Toplumun yeniden yapılandırılması gereği dışında, kadın hak hareketinin gözle görülür herhangi bir "eksisi" yoktu ve bu, değişen toplumların hepsinin kaçınılmaz bir parçası, ancak Tüm vatandaşlara eşitlik sağlamak ve nüfusun diğer yarısının oy kullanmasına izin vermek de dahil olmak üzere kadınların hak hareketi. Kadın hakları hareketi, 1900'lerde kadınların oy hakkı hareketi ile başladı.
Kadın hakları hareketi ilk resmi toplantısını 1848'de Seneca Şelaleleri'nde gerçekleştirdi. Organizatörler, sözleşmeyi hazırladılar çünkü kadın haklarını geliştirmek istediler. Gerekli olduğuna karar verdikleri 13 karar vermişlerdir.

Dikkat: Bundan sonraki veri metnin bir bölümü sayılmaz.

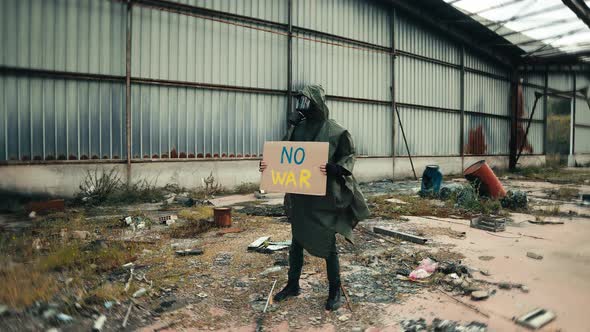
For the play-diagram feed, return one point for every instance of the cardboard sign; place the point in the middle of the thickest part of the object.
(294, 167)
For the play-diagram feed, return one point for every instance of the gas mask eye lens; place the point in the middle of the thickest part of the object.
(303, 103)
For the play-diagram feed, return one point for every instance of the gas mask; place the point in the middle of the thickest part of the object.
(303, 104)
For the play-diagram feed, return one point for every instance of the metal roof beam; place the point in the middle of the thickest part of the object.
(430, 20)
(580, 9)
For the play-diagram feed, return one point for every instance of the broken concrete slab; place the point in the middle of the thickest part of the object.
(230, 230)
(260, 241)
(99, 323)
(479, 295)
(46, 206)
(536, 318)
(400, 235)
(543, 222)
(189, 252)
(488, 223)
(534, 255)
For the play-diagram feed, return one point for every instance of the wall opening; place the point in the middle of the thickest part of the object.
(558, 130)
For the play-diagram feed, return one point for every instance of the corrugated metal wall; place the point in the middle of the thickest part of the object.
(49, 119)
(582, 137)
(207, 88)
(86, 36)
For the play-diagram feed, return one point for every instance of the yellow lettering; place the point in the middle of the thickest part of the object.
(291, 178)
(304, 175)
(277, 178)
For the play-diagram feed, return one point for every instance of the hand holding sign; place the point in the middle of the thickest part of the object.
(294, 167)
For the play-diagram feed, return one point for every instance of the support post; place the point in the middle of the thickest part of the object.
(545, 110)
(393, 89)
(290, 57)
(573, 115)
(128, 88)
(462, 121)
(515, 100)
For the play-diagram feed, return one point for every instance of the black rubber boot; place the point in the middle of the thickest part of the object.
(292, 289)
(334, 298)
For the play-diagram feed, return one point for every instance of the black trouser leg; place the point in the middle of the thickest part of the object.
(333, 267)
(295, 261)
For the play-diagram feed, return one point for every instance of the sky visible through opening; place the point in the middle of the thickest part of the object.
(549, 21)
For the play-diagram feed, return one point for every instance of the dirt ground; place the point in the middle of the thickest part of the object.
(226, 288)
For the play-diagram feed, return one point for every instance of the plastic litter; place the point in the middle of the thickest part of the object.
(424, 270)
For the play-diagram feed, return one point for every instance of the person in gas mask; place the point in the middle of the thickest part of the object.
(315, 220)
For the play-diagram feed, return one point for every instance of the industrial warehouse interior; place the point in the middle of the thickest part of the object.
(294, 165)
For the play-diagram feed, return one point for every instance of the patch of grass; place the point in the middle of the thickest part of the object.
(554, 174)
(196, 213)
(22, 284)
(563, 193)
(246, 188)
(414, 206)
(106, 187)
(75, 255)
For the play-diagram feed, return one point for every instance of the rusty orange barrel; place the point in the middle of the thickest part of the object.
(222, 217)
(489, 185)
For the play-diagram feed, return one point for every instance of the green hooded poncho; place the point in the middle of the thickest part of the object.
(316, 219)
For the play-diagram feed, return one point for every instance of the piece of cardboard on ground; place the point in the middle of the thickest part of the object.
(294, 167)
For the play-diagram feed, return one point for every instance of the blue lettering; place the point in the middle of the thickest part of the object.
(302, 157)
(288, 154)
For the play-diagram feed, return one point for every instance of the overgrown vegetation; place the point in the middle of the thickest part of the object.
(198, 220)
(106, 187)
(552, 174)
(46, 263)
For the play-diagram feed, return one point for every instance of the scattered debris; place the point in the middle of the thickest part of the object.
(263, 245)
(230, 230)
(99, 323)
(488, 223)
(264, 210)
(222, 216)
(515, 200)
(543, 222)
(65, 318)
(424, 270)
(483, 178)
(189, 252)
(168, 220)
(431, 181)
(400, 235)
(441, 325)
(536, 318)
(533, 255)
(81, 235)
(140, 292)
(260, 194)
(271, 270)
(45, 206)
(479, 295)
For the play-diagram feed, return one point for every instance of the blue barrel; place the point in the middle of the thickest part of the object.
(431, 181)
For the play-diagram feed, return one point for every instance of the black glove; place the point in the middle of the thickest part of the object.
(295, 117)
(336, 170)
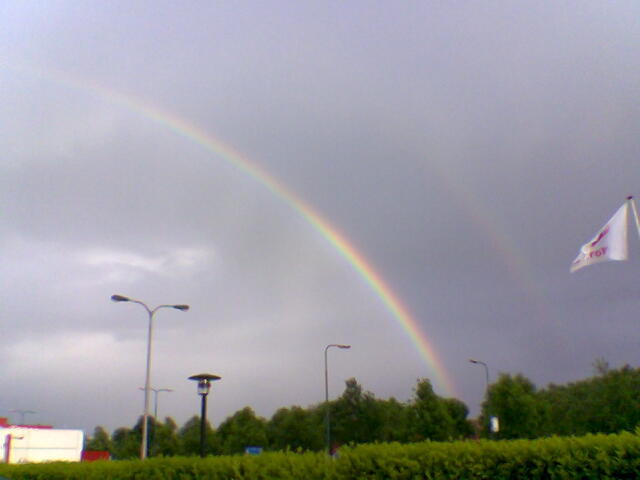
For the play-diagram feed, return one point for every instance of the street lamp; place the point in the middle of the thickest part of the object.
(156, 391)
(486, 371)
(147, 383)
(327, 419)
(204, 386)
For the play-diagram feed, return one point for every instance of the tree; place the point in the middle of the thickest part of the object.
(296, 429)
(241, 430)
(355, 416)
(429, 418)
(458, 412)
(513, 400)
(125, 443)
(165, 442)
(99, 441)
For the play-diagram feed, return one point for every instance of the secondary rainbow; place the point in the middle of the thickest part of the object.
(364, 268)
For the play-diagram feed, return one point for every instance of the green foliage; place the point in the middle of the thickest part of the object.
(242, 430)
(513, 400)
(588, 457)
(429, 416)
(100, 440)
(188, 438)
(295, 429)
(606, 403)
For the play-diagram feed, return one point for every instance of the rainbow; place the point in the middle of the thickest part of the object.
(362, 266)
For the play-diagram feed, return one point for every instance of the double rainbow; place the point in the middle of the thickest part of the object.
(217, 147)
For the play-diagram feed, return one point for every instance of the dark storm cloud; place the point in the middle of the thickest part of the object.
(466, 151)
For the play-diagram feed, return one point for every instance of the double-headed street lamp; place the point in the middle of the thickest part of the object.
(147, 383)
(327, 418)
(204, 386)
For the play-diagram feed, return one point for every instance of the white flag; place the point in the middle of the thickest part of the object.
(610, 243)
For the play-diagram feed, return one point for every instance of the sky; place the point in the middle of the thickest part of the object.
(413, 179)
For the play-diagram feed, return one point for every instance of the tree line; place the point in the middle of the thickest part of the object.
(608, 402)
(356, 417)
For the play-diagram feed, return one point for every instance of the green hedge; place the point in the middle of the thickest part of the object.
(590, 457)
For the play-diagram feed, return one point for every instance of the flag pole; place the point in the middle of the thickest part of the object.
(635, 212)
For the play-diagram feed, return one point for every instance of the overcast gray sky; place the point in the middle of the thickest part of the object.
(464, 149)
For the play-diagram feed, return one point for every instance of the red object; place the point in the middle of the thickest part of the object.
(94, 455)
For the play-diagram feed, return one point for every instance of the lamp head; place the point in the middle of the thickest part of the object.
(204, 382)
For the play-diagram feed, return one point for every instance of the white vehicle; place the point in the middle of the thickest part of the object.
(31, 444)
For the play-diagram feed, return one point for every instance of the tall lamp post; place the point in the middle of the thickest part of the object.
(204, 386)
(486, 371)
(147, 383)
(327, 418)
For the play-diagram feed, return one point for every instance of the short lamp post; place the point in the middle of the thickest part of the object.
(147, 383)
(204, 386)
(327, 418)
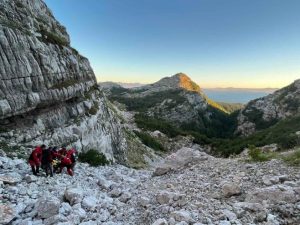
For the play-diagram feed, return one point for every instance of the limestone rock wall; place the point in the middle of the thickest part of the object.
(48, 91)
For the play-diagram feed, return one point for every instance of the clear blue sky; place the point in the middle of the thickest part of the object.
(218, 43)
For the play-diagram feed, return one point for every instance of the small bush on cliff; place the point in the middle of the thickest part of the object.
(93, 157)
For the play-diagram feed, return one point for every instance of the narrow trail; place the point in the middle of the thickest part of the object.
(204, 191)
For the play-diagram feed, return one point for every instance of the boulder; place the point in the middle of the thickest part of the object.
(273, 194)
(125, 197)
(164, 197)
(7, 213)
(53, 220)
(230, 188)
(182, 215)
(160, 222)
(180, 159)
(30, 178)
(74, 195)
(89, 203)
(47, 207)
(115, 193)
(11, 178)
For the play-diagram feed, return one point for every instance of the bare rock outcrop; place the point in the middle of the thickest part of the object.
(48, 91)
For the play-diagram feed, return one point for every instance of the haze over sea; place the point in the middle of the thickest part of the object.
(236, 95)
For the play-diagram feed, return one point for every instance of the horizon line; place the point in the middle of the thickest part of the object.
(203, 87)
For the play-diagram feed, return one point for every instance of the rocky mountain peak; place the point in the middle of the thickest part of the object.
(179, 80)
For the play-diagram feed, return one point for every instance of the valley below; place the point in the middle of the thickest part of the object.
(158, 154)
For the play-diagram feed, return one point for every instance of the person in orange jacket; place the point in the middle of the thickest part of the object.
(66, 162)
(35, 159)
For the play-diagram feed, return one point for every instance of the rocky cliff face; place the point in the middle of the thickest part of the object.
(48, 91)
(264, 112)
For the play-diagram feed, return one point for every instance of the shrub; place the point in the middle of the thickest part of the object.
(93, 157)
(65, 84)
(288, 141)
(150, 141)
(53, 38)
(257, 156)
(94, 109)
(293, 159)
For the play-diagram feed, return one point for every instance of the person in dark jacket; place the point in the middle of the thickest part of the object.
(35, 159)
(66, 162)
(55, 160)
(47, 161)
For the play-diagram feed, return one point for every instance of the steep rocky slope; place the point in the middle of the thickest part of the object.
(264, 112)
(177, 100)
(200, 189)
(48, 91)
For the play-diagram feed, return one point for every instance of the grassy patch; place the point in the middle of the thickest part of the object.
(93, 157)
(282, 133)
(150, 141)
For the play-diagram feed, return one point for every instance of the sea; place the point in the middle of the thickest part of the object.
(236, 95)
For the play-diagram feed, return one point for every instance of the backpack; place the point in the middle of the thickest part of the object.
(45, 156)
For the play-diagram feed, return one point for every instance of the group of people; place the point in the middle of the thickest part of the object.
(52, 160)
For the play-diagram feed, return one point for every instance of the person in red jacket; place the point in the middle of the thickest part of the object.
(62, 152)
(66, 162)
(47, 161)
(35, 159)
(71, 154)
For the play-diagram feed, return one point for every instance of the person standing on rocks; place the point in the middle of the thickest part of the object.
(47, 161)
(66, 162)
(35, 159)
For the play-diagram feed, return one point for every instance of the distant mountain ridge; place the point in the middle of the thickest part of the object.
(264, 112)
(177, 100)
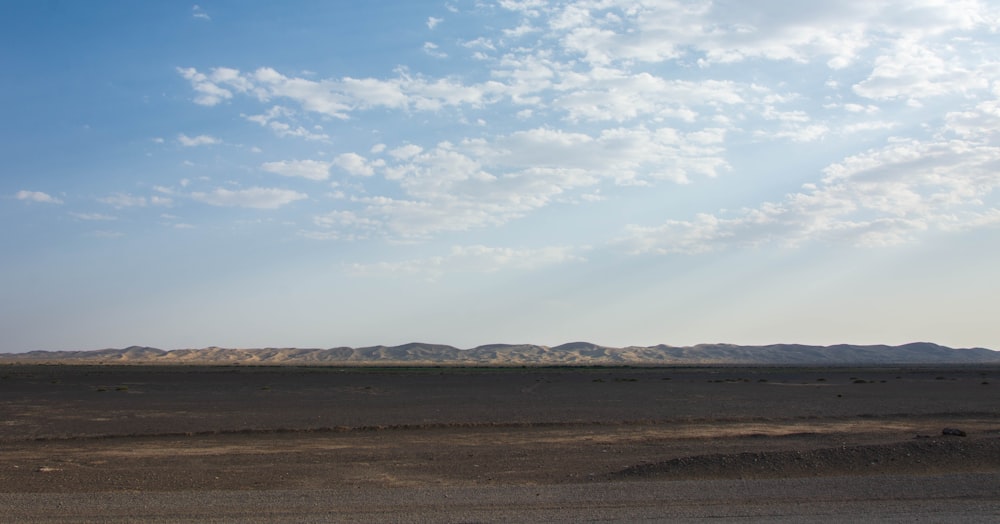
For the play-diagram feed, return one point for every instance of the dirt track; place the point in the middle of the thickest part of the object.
(152, 431)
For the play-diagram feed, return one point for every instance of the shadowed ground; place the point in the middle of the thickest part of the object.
(575, 438)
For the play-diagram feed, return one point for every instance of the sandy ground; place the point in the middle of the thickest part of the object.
(171, 444)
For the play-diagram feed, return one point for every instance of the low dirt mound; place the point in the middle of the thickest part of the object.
(919, 456)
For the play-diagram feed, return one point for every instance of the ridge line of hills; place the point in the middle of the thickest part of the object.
(573, 353)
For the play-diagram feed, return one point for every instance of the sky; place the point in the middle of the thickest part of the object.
(332, 173)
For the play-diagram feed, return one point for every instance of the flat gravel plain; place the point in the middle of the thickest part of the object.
(319, 444)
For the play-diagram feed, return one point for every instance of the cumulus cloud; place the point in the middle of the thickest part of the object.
(308, 169)
(356, 164)
(123, 200)
(93, 216)
(37, 196)
(885, 196)
(473, 259)
(644, 94)
(253, 197)
(198, 13)
(194, 141)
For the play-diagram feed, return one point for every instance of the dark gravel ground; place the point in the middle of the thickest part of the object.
(155, 431)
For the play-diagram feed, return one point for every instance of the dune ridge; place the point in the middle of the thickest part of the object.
(573, 353)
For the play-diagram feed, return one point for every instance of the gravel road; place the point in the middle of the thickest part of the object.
(944, 498)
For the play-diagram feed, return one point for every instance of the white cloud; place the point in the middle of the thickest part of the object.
(271, 119)
(432, 49)
(254, 197)
(472, 259)
(885, 196)
(308, 169)
(194, 141)
(122, 200)
(198, 13)
(93, 216)
(355, 164)
(37, 196)
(208, 92)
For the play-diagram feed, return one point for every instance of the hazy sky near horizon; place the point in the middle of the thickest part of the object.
(327, 173)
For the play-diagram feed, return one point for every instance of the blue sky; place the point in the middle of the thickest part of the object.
(317, 174)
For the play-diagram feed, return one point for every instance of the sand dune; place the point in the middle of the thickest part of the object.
(574, 353)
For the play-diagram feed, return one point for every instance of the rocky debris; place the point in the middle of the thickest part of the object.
(908, 457)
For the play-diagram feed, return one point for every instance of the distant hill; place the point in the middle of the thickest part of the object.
(574, 354)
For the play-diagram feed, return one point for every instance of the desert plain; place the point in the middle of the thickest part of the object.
(230, 443)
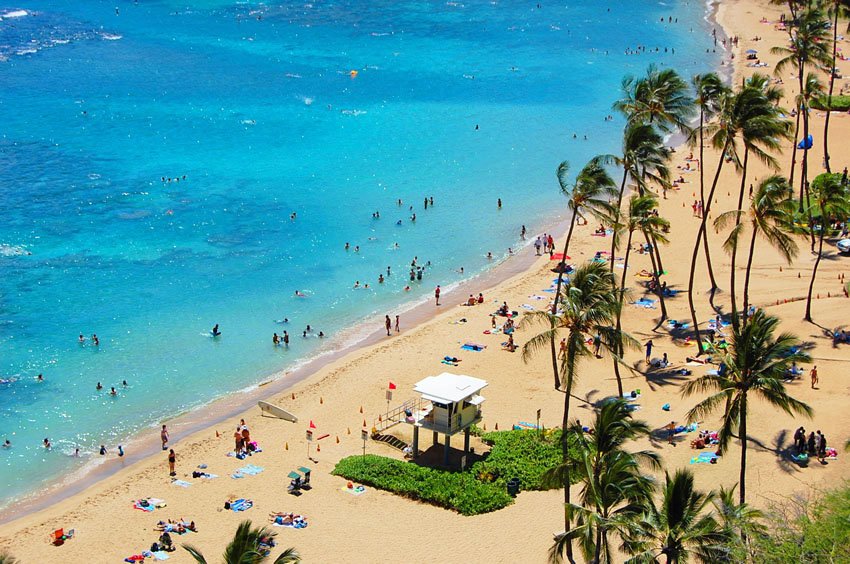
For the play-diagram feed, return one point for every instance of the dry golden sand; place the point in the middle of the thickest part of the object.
(379, 527)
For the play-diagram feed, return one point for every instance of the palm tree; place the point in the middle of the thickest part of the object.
(807, 47)
(614, 492)
(761, 130)
(709, 88)
(682, 526)
(660, 98)
(589, 306)
(246, 547)
(836, 8)
(590, 193)
(830, 203)
(769, 216)
(722, 135)
(644, 160)
(757, 364)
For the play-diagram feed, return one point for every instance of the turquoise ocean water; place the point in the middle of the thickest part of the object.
(256, 105)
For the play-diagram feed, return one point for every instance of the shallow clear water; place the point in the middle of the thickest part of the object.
(256, 105)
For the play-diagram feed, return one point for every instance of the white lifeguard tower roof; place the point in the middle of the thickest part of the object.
(449, 388)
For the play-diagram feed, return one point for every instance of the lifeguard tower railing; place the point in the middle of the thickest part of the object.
(396, 415)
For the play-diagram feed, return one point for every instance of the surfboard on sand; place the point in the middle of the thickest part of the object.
(276, 411)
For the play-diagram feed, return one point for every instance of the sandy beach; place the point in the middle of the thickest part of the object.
(349, 392)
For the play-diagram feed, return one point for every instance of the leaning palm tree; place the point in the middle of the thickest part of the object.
(722, 136)
(831, 203)
(769, 216)
(249, 546)
(589, 306)
(807, 47)
(836, 8)
(756, 366)
(590, 194)
(680, 528)
(708, 88)
(641, 218)
(613, 491)
(659, 98)
(762, 128)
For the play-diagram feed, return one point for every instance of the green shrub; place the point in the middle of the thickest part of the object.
(523, 454)
(839, 103)
(454, 490)
(814, 530)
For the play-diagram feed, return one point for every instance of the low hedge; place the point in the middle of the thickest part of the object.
(523, 454)
(459, 491)
(839, 103)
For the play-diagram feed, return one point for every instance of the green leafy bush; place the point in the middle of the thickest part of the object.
(480, 489)
(839, 103)
(523, 454)
(454, 490)
(814, 530)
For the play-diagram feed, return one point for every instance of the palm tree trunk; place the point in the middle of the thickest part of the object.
(747, 275)
(735, 242)
(619, 343)
(700, 234)
(742, 430)
(597, 557)
(831, 87)
(555, 302)
(794, 153)
(702, 199)
(815, 269)
(619, 205)
(656, 270)
(801, 111)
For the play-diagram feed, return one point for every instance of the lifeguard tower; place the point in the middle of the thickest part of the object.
(449, 404)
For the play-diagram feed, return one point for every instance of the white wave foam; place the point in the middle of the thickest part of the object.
(14, 14)
(13, 251)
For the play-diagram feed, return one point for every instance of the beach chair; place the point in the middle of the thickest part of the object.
(59, 536)
(305, 483)
(295, 483)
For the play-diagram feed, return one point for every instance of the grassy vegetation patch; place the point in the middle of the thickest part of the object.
(839, 103)
(480, 489)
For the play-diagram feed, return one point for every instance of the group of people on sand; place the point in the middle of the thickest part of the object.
(546, 242)
(814, 445)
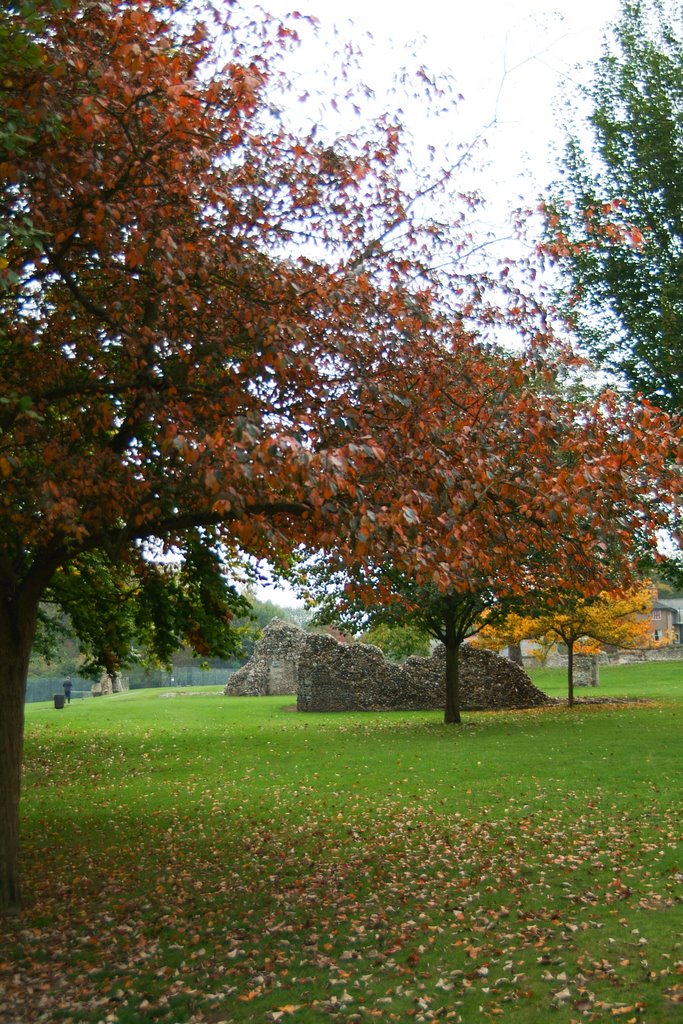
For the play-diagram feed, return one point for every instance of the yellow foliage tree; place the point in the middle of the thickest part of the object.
(585, 625)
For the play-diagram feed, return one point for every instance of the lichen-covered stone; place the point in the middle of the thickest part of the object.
(327, 675)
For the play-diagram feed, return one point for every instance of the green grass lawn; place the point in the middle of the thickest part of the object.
(198, 858)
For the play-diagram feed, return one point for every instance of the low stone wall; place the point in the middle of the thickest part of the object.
(272, 668)
(338, 677)
(329, 676)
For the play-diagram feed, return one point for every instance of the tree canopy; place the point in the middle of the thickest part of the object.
(584, 625)
(615, 218)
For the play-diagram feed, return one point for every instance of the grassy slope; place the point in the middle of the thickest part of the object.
(201, 858)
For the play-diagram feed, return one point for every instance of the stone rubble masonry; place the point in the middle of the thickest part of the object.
(329, 676)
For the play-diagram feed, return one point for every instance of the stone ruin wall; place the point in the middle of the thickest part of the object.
(330, 676)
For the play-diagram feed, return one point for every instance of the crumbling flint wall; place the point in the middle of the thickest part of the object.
(327, 675)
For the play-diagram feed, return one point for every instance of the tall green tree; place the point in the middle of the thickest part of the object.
(615, 219)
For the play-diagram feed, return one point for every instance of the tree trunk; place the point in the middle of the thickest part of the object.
(570, 674)
(452, 680)
(16, 631)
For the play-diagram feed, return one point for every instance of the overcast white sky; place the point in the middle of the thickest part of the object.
(509, 59)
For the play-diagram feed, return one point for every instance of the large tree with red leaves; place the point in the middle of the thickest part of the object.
(211, 323)
(190, 294)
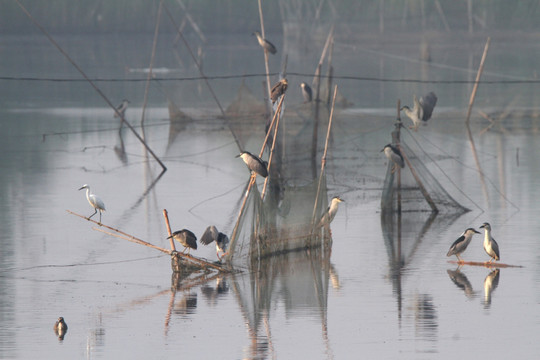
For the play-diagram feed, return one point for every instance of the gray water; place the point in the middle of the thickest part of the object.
(117, 296)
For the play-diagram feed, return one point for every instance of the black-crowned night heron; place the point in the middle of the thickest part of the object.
(60, 328)
(121, 109)
(421, 110)
(490, 245)
(186, 238)
(254, 163)
(460, 245)
(94, 201)
(306, 92)
(330, 212)
(265, 44)
(394, 155)
(222, 241)
(278, 89)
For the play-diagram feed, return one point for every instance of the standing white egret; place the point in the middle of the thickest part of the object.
(94, 201)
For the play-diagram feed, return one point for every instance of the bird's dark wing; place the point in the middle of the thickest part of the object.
(452, 250)
(428, 103)
(210, 234)
(495, 248)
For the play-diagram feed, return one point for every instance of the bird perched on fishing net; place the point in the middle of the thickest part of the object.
(265, 44)
(306, 92)
(121, 109)
(186, 238)
(460, 245)
(422, 109)
(60, 328)
(330, 212)
(94, 201)
(211, 234)
(394, 155)
(490, 245)
(254, 163)
(278, 89)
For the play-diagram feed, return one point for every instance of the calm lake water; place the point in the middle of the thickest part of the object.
(369, 299)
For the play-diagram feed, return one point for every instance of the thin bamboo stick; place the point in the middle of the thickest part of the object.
(323, 159)
(98, 90)
(150, 67)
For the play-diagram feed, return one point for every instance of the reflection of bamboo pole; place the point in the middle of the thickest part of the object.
(323, 159)
(98, 90)
(467, 119)
(419, 182)
(147, 85)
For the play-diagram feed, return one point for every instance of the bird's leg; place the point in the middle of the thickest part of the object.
(95, 212)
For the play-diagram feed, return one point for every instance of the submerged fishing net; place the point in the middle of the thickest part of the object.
(416, 188)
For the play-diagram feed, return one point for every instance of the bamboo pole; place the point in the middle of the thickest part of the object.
(98, 90)
(123, 235)
(150, 67)
(467, 119)
(323, 159)
(169, 232)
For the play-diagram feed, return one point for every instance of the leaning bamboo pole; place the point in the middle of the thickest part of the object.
(98, 90)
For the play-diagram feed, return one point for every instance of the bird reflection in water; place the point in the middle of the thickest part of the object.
(187, 305)
(490, 284)
(461, 281)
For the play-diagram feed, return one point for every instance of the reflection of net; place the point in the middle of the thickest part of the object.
(420, 190)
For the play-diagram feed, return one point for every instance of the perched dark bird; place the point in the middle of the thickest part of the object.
(306, 92)
(490, 245)
(394, 155)
(265, 44)
(222, 241)
(254, 163)
(60, 328)
(121, 109)
(278, 89)
(186, 238)
(421, 110)
(331, 211)
(460, 245)
(94, 201)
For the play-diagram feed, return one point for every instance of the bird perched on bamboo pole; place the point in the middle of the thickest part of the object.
(278, 89)
(331, 211)
(265, 44)
(94, 201)
(490, 245)
(121, 109)
(211, 234)
(422, 109)
(254, 163)
(460, 245)
(60, 328)
(394, 155)
(186, 238)
(306, 92)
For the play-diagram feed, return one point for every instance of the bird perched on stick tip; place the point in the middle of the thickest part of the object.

Sözleşmeye rağmen, kadın hakları savunucuları kavgaları sırasında kırık gruplarda kalacak ve çeşitli grupların birleşmesinde zorlanacaktı.
İç Savaş başladığında, kadın hakları grupları toplumsal bir sorun olarak etiketlenmekten kaçınmaları gerektiğini anladılar, bu yüzden oy kullanma hakkını kazanmaya yönelik tüm çabalarını göstermeye karar verdiler. Kadınların hak hareketi çabalarına rağmen, kadınların 26 Ağustos 1920'ye kadar, erkeklere ulusal platformda sunulan tüm oy haklarını almaları mümkün olmayacaktı. Kadınlara oy vermeye tam eşit haklar verildikten sonra, kadınlar siyasi ofise zorlanmaya başladı ve eşitliği sağlamak için hükümet içindeki güçlerini artırmaya çalıştılar.